Chief Analytics Officer of Chelsea
- Incumbent
- Assumed office November 2024

Executive Vice President of Basketball Operations of the Minnesota Timberwolves
- In office 2019–2024

Personal details
- Born: March 17, 1982 (age 44) Boston, Massachusetts
- Alma mater: MIT; Stanford Graduate School of Business;

= Sachin Gupta (executive) =

National Basketball Association executive

Sachin Gupta (born March 17, 1982) is an American professional basketball executive who currently serves as Chief of Analytics at Chelsea Football Club, working alongside the likes of Santiago Alvarez Barbosa and Federico Bettuzzi.

== Early life ==
Gupta earned a degree in electrical engineering and computer science from MIT, as well as an MBA degree from the Stanford Graduate School of Business.

While working for ESPN in 2006, Gupta created the 'NBA Trade Machine' on the network's website, providing users with the opportunity to virtually assume the role of a general manager. The website incorporates current player contracts and integrates the rules of the NBA Collective Bargaining Agreement, accurately assessing whether a trade is possible based on salary cap restrictions and other provisions in the CBA. The inspiration for the website came from Chris Ramsay, the son of Jack Ramsay.

== Executive career ==
Gupta started his career as a special advisor (2006–13) to GM Daryl Morey with the Houston Rockets, switched to consultant (2013) and VP of basketball operations with the Philadelphia 76ers (2014–16) under Sam Hinkie, and transitioned to assistant general manager (2018–19) with the Detroit Pistons.

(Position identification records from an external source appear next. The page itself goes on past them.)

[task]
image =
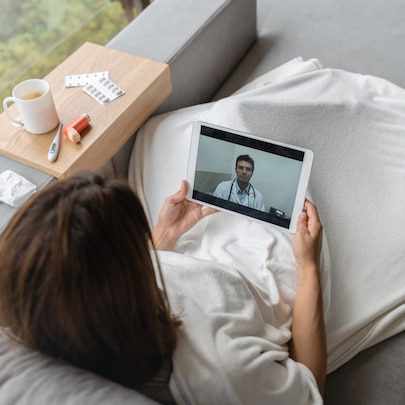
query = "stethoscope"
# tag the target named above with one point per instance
(249, 188)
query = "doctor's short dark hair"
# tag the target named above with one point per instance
(245, 158)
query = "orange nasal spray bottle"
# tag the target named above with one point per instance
(73, 130)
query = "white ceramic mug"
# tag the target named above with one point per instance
(35, 103)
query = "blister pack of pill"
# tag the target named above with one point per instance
(84, 79)
(103, 90)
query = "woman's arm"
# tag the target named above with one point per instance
(308, 342)
(176, 217)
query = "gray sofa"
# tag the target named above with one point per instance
(213, 48)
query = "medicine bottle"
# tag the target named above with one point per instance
(73, 130)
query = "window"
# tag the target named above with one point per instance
(37, 35)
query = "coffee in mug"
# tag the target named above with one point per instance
(35, 104)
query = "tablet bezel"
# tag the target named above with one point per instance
(235, 137)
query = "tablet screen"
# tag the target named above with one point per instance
(244, 174)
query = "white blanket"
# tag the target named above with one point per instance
(356, 127)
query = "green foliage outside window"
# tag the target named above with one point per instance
(37, 35)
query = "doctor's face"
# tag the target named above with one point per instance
(244, 171)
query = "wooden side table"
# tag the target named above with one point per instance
(146, 84)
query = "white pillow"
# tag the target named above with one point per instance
(355, 126)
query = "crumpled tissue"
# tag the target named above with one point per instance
(15, 189)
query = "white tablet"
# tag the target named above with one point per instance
(248, 175)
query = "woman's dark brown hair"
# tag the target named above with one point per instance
(77, 280)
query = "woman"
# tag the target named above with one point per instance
(78, 282)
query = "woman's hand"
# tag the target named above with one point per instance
(176, 217)
(308, 341)
(307, 241)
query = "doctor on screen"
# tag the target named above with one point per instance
(240, 190)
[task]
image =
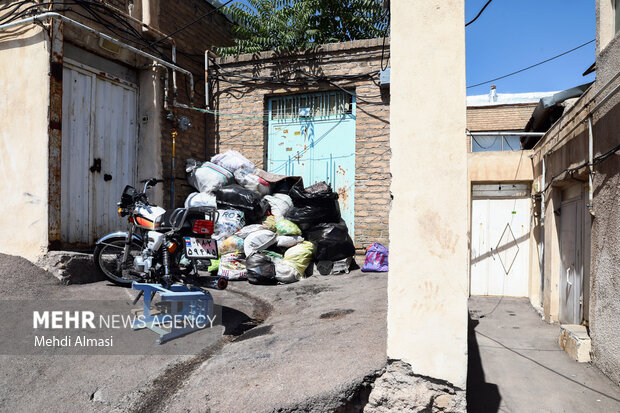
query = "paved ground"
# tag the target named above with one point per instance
(275, 342)
(516, 365)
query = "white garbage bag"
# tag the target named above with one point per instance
(280, 204)
(258, 240)
(196, 199)
(209, 177)
(232, 160)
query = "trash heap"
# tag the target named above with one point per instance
(270, 229)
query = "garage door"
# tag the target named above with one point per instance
(313, 136)
(500, 229)
(99, 138)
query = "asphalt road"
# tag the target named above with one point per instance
(516, 365)
(305, 346)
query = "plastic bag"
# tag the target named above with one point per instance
(376, 258)
(286, 227)
(237, 197)
(270, 223)
(299, 256)
(261, 267)
(247, 230)
(287, 241)
(232, 267)
(317, 194)
(332, 241)
(310, 215)
(200, 199)
(286, 274)
(279, 204)
(279, 184)
(247, 179)
(208, 177)
(231, 244)
(228, 222)
(232, 160)
(258, 240)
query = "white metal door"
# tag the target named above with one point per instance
(571, 268)
(499, 247)
(98, 152)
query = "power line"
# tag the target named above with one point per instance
(191, 23)
(532, 66)
(479, 13)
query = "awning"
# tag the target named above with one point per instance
(548, 111)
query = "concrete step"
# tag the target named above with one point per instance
(575, 341)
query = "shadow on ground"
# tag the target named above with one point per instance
(482, 397)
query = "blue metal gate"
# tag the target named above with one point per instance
(313, 136)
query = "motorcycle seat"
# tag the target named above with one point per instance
(172, 217)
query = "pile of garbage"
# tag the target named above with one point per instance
(270, 228)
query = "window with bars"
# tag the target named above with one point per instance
(495, 143)
(317, 105)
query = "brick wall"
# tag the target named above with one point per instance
(213, 31)
(241, 104)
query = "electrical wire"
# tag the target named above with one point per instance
(532, 66)
(479, 13)
(193, 22)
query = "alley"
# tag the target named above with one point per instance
(516, 364)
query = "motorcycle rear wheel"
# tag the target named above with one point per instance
(107, 257)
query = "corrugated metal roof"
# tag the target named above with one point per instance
(499, 117)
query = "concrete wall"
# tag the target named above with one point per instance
(605, 257)
(508, 166)
(241, 125)
(428, 285)
(24, 102)
(566, 146)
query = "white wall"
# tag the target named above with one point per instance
(24, 104)
(428, 282)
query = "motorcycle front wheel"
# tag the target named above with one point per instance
(108, 259)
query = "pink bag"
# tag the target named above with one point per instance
(376, 258)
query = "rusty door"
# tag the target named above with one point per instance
(98, 152)
(313, 136)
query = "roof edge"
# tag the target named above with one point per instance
(323, 48)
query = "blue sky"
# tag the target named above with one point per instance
(513, 34)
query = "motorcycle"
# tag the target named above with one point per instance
(161, 246)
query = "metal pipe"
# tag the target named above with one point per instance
(207, 79)
(54, 15)
(542, 231)
(590, 166)
(505, 133)
(596, 95)
(174, 77)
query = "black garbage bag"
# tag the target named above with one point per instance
(317, 194)
(332, 241)
(261, 269)
(308, 216)
(245, 200)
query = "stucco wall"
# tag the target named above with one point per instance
(499, 166)
(605, 256)
(24, 102)
(566, 146)
(428, 283)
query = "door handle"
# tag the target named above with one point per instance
(96, 166)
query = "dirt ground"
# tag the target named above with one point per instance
(307, 346)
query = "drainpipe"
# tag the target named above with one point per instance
(542, 230)
(173, 168)
(590, 167)
(173, 67)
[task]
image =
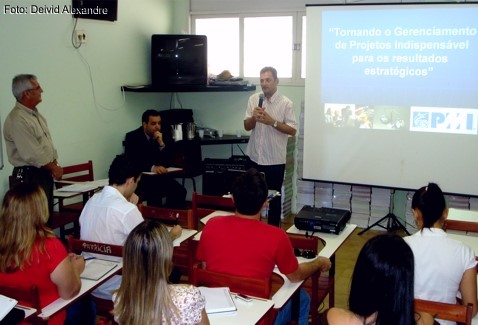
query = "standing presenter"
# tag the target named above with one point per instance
(271, 117)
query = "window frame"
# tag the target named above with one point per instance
(297, 19)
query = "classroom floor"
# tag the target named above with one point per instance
(345, 260)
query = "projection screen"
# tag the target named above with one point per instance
(391, 95)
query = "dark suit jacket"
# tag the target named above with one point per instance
(143, 153)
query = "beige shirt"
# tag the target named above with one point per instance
(27, 138)
(267, 145)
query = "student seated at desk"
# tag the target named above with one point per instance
(110, 215)
(444, 267)
(145, 297)
(243, 245)
(381, 291)
(30, 252)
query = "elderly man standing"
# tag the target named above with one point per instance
(28, 141)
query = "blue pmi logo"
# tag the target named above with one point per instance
(444, 120)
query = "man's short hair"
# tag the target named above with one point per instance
(121, 169)
(148, 113)
(272, 70)
(249, 191)
(21, 83)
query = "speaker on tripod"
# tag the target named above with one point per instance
(392, 222)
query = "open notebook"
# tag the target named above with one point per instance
(6, 304)
(95, 269)
(218, 300)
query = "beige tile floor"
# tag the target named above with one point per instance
(345, 260)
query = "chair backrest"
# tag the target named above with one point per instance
(168, 216)
(452, 312)
(203, 205)
(461, 225)
(77, 246)
(79, 173)
(257, 287)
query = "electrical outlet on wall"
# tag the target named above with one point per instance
(80, 36)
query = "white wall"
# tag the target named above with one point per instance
(87, 121)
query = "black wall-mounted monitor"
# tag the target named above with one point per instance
(178, 59)
(95, 9)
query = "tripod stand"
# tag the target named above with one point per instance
(392, 221)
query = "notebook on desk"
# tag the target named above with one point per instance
(95, 269)
(218, 300)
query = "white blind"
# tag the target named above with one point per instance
(249, 6)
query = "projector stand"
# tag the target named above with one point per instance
(393, 223)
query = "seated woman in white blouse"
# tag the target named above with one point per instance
(444, 267)
(145, 296)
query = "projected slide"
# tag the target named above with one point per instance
(420, 53)
(385, 80)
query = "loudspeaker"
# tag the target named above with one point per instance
(219, 174)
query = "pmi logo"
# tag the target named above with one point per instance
(444, 120)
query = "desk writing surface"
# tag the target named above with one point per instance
(185, 234)
(247, 313)
(332, 244)
(216, 214)
(462, 215)
(332, 241)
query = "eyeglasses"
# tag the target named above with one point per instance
(305, 253)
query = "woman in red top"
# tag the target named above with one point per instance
(30, 254)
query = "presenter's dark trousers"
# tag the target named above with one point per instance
(274, 178)
(36, 176)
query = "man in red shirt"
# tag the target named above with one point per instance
(243, 245)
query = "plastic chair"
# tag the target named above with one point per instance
(70, 213)
(75, 173)
(452, 312)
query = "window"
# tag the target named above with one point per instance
(243, 44)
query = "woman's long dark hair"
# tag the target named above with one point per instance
(382, 281)
(431, 202)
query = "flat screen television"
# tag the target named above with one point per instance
(178, 59)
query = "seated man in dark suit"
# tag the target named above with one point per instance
(145, 148)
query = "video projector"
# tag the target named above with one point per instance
(321, 219)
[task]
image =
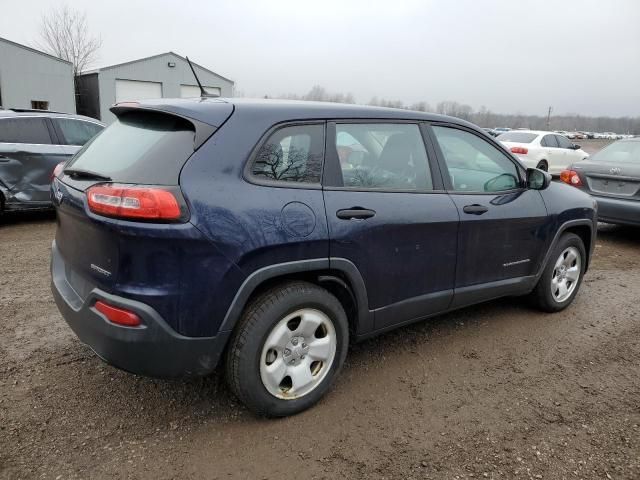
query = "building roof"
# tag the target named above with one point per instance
(33, 50)
(117, 65)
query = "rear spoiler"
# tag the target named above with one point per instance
(203, 130)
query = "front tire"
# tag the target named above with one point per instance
(562, 276)
(287, 349)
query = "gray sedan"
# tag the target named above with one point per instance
(612, 177)
(32, 143)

In 2018, Daryl Morey said, "Sachin's fingerprints are all over this time, from his first six seasons with the Rockets to contributions he's made this past year."

In May 2019, the Minnesota Timberwolves named Gupta as the new EVP of Basketball Operations under president Gersson Rosas. Gupta provided specialized expertise on the NBA Collective Bargaining Agreement and team analytics.

General Manager Scott Layden said at the time, “Sachin makes the team better because we know that we have in front of us, a guy who was really a great friend, but also we know he's the smartest guy in the room who can help us and steer us in the right direction.”

Rosas, meanwhile, said, “Sachin is an extremely talented basketball mind who brings a diverse and unique background to our staff...has been more than just a numbers guy in Minnesota...went on regular scouting trips, as well as being more than willing to be involved in film sessions with coaches and players.”

On September 22, 2021, shortly after Rosas was relieved of his duties as President of Basketball Operations, Gupta was promoted as the new interim President of Basketball Operations, while keeping his role as EVP of Basketball Operations.

In September 2024 it was announced that Gupta would leave his position at the Timberwolves to join soccer club Chelsea F.C.